Hero 9 1.00 "Format the input sentence to all uppercase letters."
Multistep 24 1.00 "Format the input sentence to all uppercase, without any changes except capitalization. Output only the uppercase version of the input."

📊 Eval JSONLs (multistep): evals/eval_base.jsonl · evals/eval_trained.jsonl


How it works

Each episode is one task:

  1. reset(task=...) → env returns task description + 3 visible train examples + token budget + target's empty-prompt baseline.
  2. Agent outputs a prompt string as its action.
  3. Env prepends the prompt to 6 held-out test inputs, runs the frozen target LLM, scores each output with the task scorer.
  4. reward = raw_task_score − 0.5·baseline − 0.002·tokens − leakage_overlap², clipped to [−0.5, 1.3].

Multi-turn is supported. With turn_limit > 1, the env splits the test pool into a 2-example feedback slice (revealed across turns with target outputs) and a 4-example scoring slice (only the final-turn prompt is judged). The agent sees its prior prompts + per-example target outputs in the user message, so it can debug across turns without leaking the inputs that grade it. We trained a 3-turn variant — see the per-category breakdown above for results.

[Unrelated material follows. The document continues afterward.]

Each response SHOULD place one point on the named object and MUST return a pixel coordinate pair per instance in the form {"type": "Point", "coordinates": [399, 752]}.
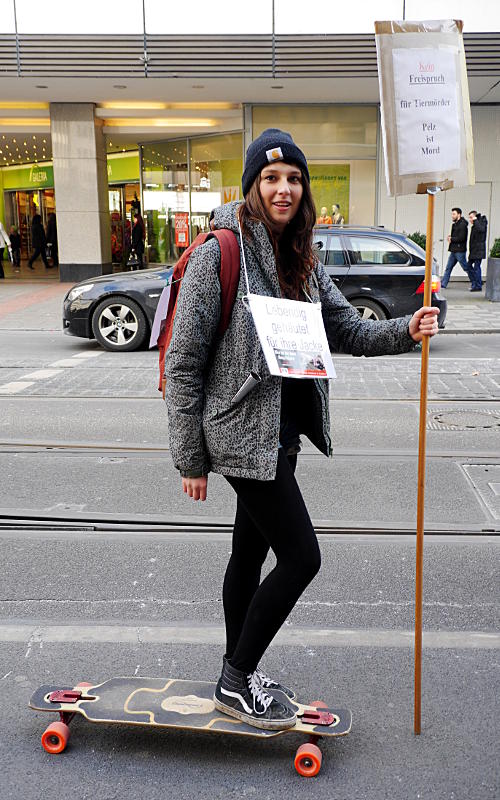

90 hand-crafted tasks across 4 tiers: 20 v1 (easy/medium classification, extraction, format), 15 v2 (hard — acrostic, YAML depth, persona), 52 tough (logical fallacy ID, FINRA review, Yoda-with-constraint), 3 long-context policy compression (MSN ad policy, content moderation, broker-dealer review).


Scorers

Each task picks one of 21 scorers from server/scorer.py. The scorer takes the target's output + the task's expected output and returns a value in [0, 1]. Per-task score is the mean across held-out test examples.

Family Scorers What they check
Exact / membership exact_label, contains_label, contains_all_substrings, uppercase_match Closed-vocabulary classifiers; "must include these substrings"; case-strict rewrites
Numeric numeric_match, word_count_exact Last numeric token within tolerance; word count exactly N
JSON / YAML json_contains_fields, valid_json_object, json_key_order, valid_yaml_depth Structural extraction; required keys/values; key ordering; YAML nesting depth
Format-strict three_bullets, acrostic_match, avoid_letter, ends_question, terminal_output_pattern Exactly 3 bullets; first letters spell a word; output avoids a letter; ends with ?; terminal-session shape
Multi-step / language stepwise_math, translation_match, selective_translate Numbered steps + numeric answer; token-F1 vs reference; partial-translation rules
Safety refusal_score Detects whether the output is a refusal (matches expected refuse / comply label)
LLM judge (Qwen3-8B 8-bit) judge_criteria, judge_vs_expected Free-form persona / reasoning / Yoda-syntax tasks where regex can't grade. Judge returns a score on the first line; deterministic decoding.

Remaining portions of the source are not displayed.